What can a journalism based in Buddhist ethics offer in this time? It can and must acknowledge the suffering of the world, including that which falls under the rubric of injustice. The Buddha famously did this very carefully by undermining the dogma of caste (or class) in his society as well as the rigid place of women, thus opening his spiritual path equally to people from all walks of life. Without saying it in so many words, the Buddha pointed out the injustice of the rigid systems of his time and, through his alternative society of the Sangha, offered more just conditions to the world.
As a media organization, a way of following the Buddha’s example is to seek out those who are disempowered in our society today and offer to serve them. Heather Bryant, a journalist and founder of the collaborative journalism network Facet, noted last month that “We’ve seen news that actually serves the public, and we’ve seen arguably more that serves power instead.” (Nieman Lab)
The newsroom that publishes an accessible and clear explainer of the ballot for an upcoming election is doing the service of journalism. The newsroom that runs the breathless account of winners and losers from a televised debate is participating in the industry’s attention marketplace. The newsrooms that report out a politician’s claims before amplifying them are doing journalism. The newsroom that rapidly retweets false claims are jumping at bait in exchange for attention. (Nieman Lab)
Accessibility and clarity are heralded as journalistic virtues and yet these could just as easily be offered as aspects of the Buddha’s and later Buddhist master’s upaya, or skill in means in communicating the truth. And yet skill can be misused without a fundamental moral direction. In 2008, journalist and professor of media ethics with a focus on global-local (or “glocal”) journalism Douglas McGill summed it up well:
On a social level, suffering in Buddhism is defined as any harshness, violence, and division of the community. A Buddhist journalism would therefore be aimed at helping individuals overcome their personal sufferings, and helping society heal the wounds caused by injustice, hatred, ostracism, and physical violence. Such a defined professional purpose would give the Buddhist journalist a measuring stick for each word and story produced: does it help overcome individual and social suffering? (McGill Report)

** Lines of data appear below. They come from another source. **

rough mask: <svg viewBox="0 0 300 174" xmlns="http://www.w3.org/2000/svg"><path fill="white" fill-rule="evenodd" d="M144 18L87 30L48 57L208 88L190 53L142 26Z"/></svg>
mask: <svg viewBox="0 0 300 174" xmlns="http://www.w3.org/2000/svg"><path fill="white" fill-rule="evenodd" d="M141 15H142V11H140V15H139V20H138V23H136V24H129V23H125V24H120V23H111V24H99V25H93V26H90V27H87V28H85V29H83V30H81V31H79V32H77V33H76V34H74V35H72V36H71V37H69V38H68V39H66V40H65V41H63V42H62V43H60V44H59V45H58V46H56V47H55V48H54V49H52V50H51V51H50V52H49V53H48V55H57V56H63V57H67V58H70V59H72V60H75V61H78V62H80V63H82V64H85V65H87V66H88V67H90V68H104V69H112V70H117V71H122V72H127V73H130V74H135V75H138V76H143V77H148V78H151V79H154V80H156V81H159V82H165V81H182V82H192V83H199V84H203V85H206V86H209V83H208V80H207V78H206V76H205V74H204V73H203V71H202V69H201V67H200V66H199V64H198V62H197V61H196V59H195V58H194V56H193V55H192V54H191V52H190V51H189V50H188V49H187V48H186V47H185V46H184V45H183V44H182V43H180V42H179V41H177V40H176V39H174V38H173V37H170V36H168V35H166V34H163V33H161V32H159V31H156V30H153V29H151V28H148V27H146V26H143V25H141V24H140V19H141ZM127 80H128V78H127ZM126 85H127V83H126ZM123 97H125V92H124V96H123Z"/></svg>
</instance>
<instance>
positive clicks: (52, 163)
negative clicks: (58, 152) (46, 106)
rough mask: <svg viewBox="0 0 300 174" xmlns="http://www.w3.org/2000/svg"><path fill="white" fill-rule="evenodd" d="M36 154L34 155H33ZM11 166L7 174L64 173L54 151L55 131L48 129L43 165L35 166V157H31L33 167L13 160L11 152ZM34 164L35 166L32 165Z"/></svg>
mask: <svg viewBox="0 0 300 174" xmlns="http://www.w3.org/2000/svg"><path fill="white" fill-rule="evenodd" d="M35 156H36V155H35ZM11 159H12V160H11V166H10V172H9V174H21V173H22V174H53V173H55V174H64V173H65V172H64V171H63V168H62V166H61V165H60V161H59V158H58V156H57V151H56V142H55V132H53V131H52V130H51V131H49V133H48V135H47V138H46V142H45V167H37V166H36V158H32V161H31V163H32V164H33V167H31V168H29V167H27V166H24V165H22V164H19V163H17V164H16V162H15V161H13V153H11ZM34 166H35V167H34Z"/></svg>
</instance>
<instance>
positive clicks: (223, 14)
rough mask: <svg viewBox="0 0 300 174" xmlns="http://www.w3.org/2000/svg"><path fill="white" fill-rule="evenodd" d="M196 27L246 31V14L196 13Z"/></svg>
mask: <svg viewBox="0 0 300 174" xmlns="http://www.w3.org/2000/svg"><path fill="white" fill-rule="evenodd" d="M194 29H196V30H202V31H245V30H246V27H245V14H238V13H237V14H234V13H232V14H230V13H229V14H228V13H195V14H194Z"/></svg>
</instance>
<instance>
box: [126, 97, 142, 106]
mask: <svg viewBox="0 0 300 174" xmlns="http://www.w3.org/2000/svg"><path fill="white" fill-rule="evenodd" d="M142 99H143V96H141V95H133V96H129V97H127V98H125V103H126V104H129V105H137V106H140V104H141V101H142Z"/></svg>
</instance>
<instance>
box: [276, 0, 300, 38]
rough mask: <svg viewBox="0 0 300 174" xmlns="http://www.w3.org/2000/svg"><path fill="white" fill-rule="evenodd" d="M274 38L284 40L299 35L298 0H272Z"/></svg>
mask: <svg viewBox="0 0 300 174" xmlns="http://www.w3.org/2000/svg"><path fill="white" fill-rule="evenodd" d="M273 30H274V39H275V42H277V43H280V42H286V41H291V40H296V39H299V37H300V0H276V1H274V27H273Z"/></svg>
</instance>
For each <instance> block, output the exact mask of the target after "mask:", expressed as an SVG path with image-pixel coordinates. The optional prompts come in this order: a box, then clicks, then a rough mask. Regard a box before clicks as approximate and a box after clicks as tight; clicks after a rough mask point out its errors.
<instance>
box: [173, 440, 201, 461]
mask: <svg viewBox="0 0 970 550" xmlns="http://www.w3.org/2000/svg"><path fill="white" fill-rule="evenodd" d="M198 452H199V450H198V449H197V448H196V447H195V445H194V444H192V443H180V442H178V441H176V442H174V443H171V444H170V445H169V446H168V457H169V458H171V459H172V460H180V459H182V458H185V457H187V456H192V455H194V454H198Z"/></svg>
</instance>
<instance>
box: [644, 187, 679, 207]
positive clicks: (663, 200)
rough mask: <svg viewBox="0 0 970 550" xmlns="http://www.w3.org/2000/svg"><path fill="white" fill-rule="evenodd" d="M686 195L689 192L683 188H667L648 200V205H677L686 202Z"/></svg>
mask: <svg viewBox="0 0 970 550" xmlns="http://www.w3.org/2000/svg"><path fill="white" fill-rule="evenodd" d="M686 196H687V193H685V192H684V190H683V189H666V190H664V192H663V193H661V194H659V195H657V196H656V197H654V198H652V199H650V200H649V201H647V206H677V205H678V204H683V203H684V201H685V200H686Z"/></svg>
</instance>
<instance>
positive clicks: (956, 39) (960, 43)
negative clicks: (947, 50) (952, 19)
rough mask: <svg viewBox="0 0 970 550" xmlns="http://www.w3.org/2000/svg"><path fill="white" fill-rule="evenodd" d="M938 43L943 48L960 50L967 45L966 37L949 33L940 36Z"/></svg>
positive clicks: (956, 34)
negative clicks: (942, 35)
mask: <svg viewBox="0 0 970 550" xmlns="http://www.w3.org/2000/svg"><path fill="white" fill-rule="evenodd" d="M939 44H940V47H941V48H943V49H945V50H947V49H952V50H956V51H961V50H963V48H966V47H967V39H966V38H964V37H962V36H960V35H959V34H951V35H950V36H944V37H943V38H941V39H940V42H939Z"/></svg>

The Buddha could not necessarily heal the social conditions of his time, but he could offer a clear alternative. Likewise, we may not be able to eliminate the media bias and extremes in the world at present, but we can offer a home for writers and news articles that offer clarity and a balm to the suffering of the world. This is an alternative, a move against the stream of those media outlets that cater to power of this sort or that. It is an opportunity to seek out those who are suffering, those who may not have a voice but need it.